1.1. Only the present general conditions will apply to any order, creation, sale and/or delivery of one or more services and/or productions and/or other works (hereinafter: “the Works”) agreed upon between the BV Pixel-Nexus, Dendermondsesteenweg 48-002, 9000 Gent, KBO: 0722.734.231 (hereinafter: “Pixel-Nexus”) and the client (hereinafter: “the Client”).
1.2. By placing an order, the Client confirms it has effectively read the present general conditions and accepts them unconditionally and completely. Any general or specific conditions used or sent by the Client will consequently not apply.
2.1. Any prices sent by Pixel-Nexus are net prices, excluding VAT. Prices are calculated based on the Client’s information and requests. Pixel-Nexus consequently reserves the right to change the price should the information and/or requests be incomplete and/or erroneous. Pixel-Nexus reserves the right to foresee a price margin in its quotes, which the Client accepts.
3.1. Pixel-Nexus will invest its best means to execute the order as agreed upon with the Client.
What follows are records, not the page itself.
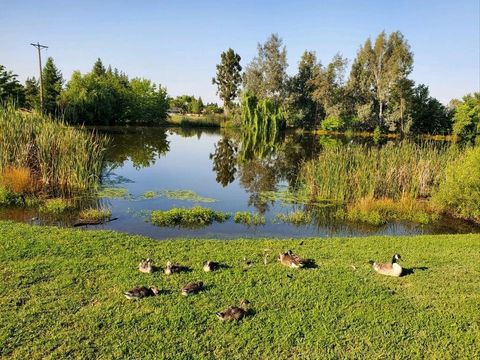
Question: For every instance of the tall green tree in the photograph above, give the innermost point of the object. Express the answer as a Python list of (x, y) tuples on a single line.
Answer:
[(301, 107), (378, 71), (32, 93), (52, 86), (228, 78), (265, 76), (466, 121), (10, 88)]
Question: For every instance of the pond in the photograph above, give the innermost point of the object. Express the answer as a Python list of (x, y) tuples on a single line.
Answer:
[(216, 169)]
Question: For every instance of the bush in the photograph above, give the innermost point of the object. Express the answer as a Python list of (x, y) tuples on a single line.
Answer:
[(194, 217), (55, 206), (459, 192), (249, 219), (332, 123)]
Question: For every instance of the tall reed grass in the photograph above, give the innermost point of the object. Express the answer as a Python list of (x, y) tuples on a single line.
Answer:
[(60, 159), (394, 171)]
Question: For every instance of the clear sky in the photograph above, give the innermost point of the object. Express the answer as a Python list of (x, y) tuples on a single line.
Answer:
[(178, 43)]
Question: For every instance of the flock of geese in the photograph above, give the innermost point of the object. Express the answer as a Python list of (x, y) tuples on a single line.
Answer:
[(236, 313)]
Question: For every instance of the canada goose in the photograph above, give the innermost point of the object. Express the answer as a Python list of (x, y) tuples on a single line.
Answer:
[(234, 313), (291, 260), (390, 269), (192, 288), (210, 266), (173, 268), (139, 292), (146, 266)]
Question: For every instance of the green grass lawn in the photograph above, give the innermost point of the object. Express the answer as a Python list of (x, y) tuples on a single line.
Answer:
[(61, 296)]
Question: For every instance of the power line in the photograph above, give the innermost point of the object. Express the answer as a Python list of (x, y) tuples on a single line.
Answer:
[(39, 48)]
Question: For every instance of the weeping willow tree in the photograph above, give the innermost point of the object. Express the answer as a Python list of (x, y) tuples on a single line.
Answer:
[(262, 122)]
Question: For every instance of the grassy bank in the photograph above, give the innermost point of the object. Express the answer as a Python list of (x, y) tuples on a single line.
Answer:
[(40, 155), (61, 296)]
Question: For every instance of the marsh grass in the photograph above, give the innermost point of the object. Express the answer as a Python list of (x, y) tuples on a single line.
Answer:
[(95, 214), (351, 173), (248, 218), (60, 159), (56, 206), (113, 193), (61, 296), (296, 217), (194, 217)]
3.2. None of the delays mentioned by Pixel-Nexus regarding the execution and/or delivery of the Works are binding. Pixel-Nexus can consequently modify them at any given time. Should certain delays not be upheld by Pixel-Nexus, parties will agree on new delays, with no compensation whatsoever being due to the Client.
3.3. The Works will be made available to the Client online on a medium chosen by Pixel-Nexus.
3.4. Should the Client provide Pixel-Nexus with any material, of any nature whatsoever for that material to be integrated in the Works, the Client guarantees Pixel-Nexus that it has received all the required authorisations and owns all required rights thereto.
3.5. Pixel-Nexus remains the sole owner of any all copyright, software rights and related rights in the Works, but grants the Client a non-exclusive, perpetual and royalty-free license to use the Works, provided the Client has paid Pixel-Nexus’ invoices in full.
4.1. Pixel-Nexus’ invoices must be paid in full and in due time, without reduction nor payment terms.
4.2. The Client will not be allowed to compensate any of Pixel-Nexus’ invoices with any counterclaim it might have.
4.3. Should the Client have any complaint concerning a part of a detailed invoice, it will still be under the obligation to pay the remaining parts of that invoice.
4.4. Should the Client default in paying any of Pixel-Nexus’ invoices within the delays agreed upon, Pixel-Nexus will automatically be entitled to default interests of twelve percent (12 %) per year. Furthermore, a penalty of ten percent (10 %) will automatically apply to all outstanding invoices with a minimum of hundred twenty-five euros (125, - €). Any outstanding amounts will be immediately and completely due by the Client. Finally, Pixel-Nexus will have the right to suspend the execution of any orders until it has been paid in full.
5.1. Any observations regarding the Works and/or any invoice must be detailed and motivated and sent in writing to Pixel-Nexus within ten days after the Works’ delivery and/or after the invoice has been sent. Should the Client refrain from making any observations within said delay, it will be considered to have accepted the Works and/or invoice unconditionally and definitely.
5.2. By using the Works in any way whatsoever the Client unconditionally and definitely accepts them.
6.1. Pixel-Nexus reserves the right to terminate all agreements between parties by sending a registered letter to that effect, should the Client be part of any bankruptcy proceedings and/or should it be in any similar situation prior to the full payment of the price parties agreed upon.
6.2. Except if expressly agreed upon in writing, Pixel-Nexus will not grant any exclusivity to the Client.
6.3. Pixel-Nexus cannot be held responsible for the use the Client and/or third parties will make of the Works. In general Pixel-Nexus’ responsibility for a project is limited to the invoice amounts for the related project.
6.4. Any employees, agents and other people mandated by the Client are presumed to act on the latter’s behalf.
6.5. Should a case of force majeure arise, (temporarily) preventing Pixel-Nexus from executing all or part of its obligations, the latter will have the right to suspend the execution of the agreement, without any compensation being due to the Client. The Client will remain under the obligation to pay the due price for the (part of the) Works which it has already received.
6.6. Should any article of the present general conditions be considered null and void, this will have no effect whatsoever on the other articles thereof, which will continue to bind parties.
6.7. Any changes to the present conditions must be confirmed expressly and in writing.
6.8. Any orders and agreements shall be subject to and governed by the laws of Belgium.
6.9. Any disputes arising from the application, interpretation and/or termination of any order and/or agreement and/or the present conditions shall be submitted to the Courts and Appeal Courts of Ghent.